Когда начал писать стихи и песни, понадобился диктофон — чтобы не забыть родившиеся в голове строчки, если под рукой не окажется бумаги. И он был мне вскоре подарен, правда бэушный, что счастья не омрачило. А затем пришла страсть, которая, видимо, станет главным делом моей жизни, — кино. Мама, посоветовавшись со знакомым режиссером, купила мне камеру Super VHS — большую, тоже не новую, но для меня просто бесценную. Кстати, у нее была вполне приличного качества картинка в отличие от других, приобретенных позже кассетных камер, совсем уж любительских. Сколько ерунды было на них снято! Комедии, триллеры, разве что не фантастические боевики — надеюсь, это еще впереди. Постановщиком был я, а роли исполняли мои дворовые друзья. Без сценария, все придумывалось на ходу. Сейчас, когда собираемся вместе, кто-нибудь из ребят обязательно вспомнит, как я доставал всех своими творческими идеями: «Бросайте свои дела, хватит пить!
Давайте снимать!» Монтировал поначалу на видаке — было захватывающе, но очень неудобно. А когда впоследствии узнал о существовании монтажных программ, так загорелся, так всех замучил расспросами: где достать, можно ли установить на ваш компьютер и посидеть-помонтировать — что некоторые стали меня сторониться.

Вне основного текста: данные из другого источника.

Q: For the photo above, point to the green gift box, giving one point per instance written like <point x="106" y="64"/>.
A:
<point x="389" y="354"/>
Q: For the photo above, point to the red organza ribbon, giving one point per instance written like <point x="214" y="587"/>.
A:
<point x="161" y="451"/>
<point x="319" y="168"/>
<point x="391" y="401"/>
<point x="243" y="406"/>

Маме я показывал только свои первые сценарии и фильмы. А потом перестал. Не потому что слышал критику — напротив, ей все нравилось. Просто со временем наши фильмы стали довольно хулиганскими, и я не был уверен, что мама поймет такой «киноязык». Кроме того, самодостаточность — наша наследственная черта. Мне, как и маме, по большому счету было все равно, кто и что скажет о фильмах.

Главное — творческий процесс.
Несмотря на страсть к кино, в старших классах я готовил себя в архитекторы. Даже перевелся в школу при МАРХИ. Но окончив ее, не стал подавать документы в архитектурный, понял, что черчение — не мое. И отправился во ВГИК. Поступать на режиссуру не рискнул, не чувствовал себя готовым. Решил пойти в профессию окольным путем — через актерский факультет. Ведь актер — это главный «инструмент» режиссера, и для того, чтобы им владеть, надо понимать, как он устроен. Тем более что это у меня в крови. Взял с мамы слово никому не звонить, не хлопотать, объяснив, что поступить самому — дело принципа. Выучил и отрепетировал перед зеркалом пушкинскую «Сцену из Фауста» и басню Крылова.
Господи, как я волновался на приемных экзаменах!
Перед глазами стояла пелена, голос дрожал и срывался. Мне казалось, со стороны это выглядит отвратительно, и был искренне удивлен, найдя свою фамилию в списке поступивших. Когда принималось решение о зачислении, заведующий кафедрой Алексей Владимирович Баталов обратился к сидевшим за столом коллегам: «Терехов, Терехов... Он имеет отношение к Маргарите Тереховой?» Выходит, мама сдержала слово.
Из ВГИКа ушел со второго курса, несмотря на прекрасные отношения с мастером — Иосифом Леонидовичем Райхельгаузом, который хотел ввести меня на роль Треплева в спектакль «Чайка» на сцене театра «Школа современной пьесы». Учиться на актерском факультете трудно, если нет мощной мотивации, жажды стать артистом. Их у меня было недостаточно.
Я не понимал, во имя чего, встав ни свет ни заря, должен тащиться на занятия хореографией и, натянув лосины, битый час задирать ноги у станка. И прогуливал, конечно. Причем не только танцы. К середине второго года обучения надо мной, как и над многими другими однокурсниками, нависла угроза отчисления. Народ в большинстве своем стал договариваться с преподавателями о сдаче «хвостов», а я написал заявление и забрал документы. Мама узнала об этом постфактум. Конечно, расстроилась, но устраивать скандала не стала. Сказала лишь: «Это твоя жизнь, и ты достаточно взрослый, чтобы ею распоряжаться».
Вскоре после моего ухода из ВГИКа мама нашла возможность экранизировать «Чайку» Чехова. С этой идеей она обивала пороги несколько лет. На предложение сыграть Треплева согласился не раздумывая.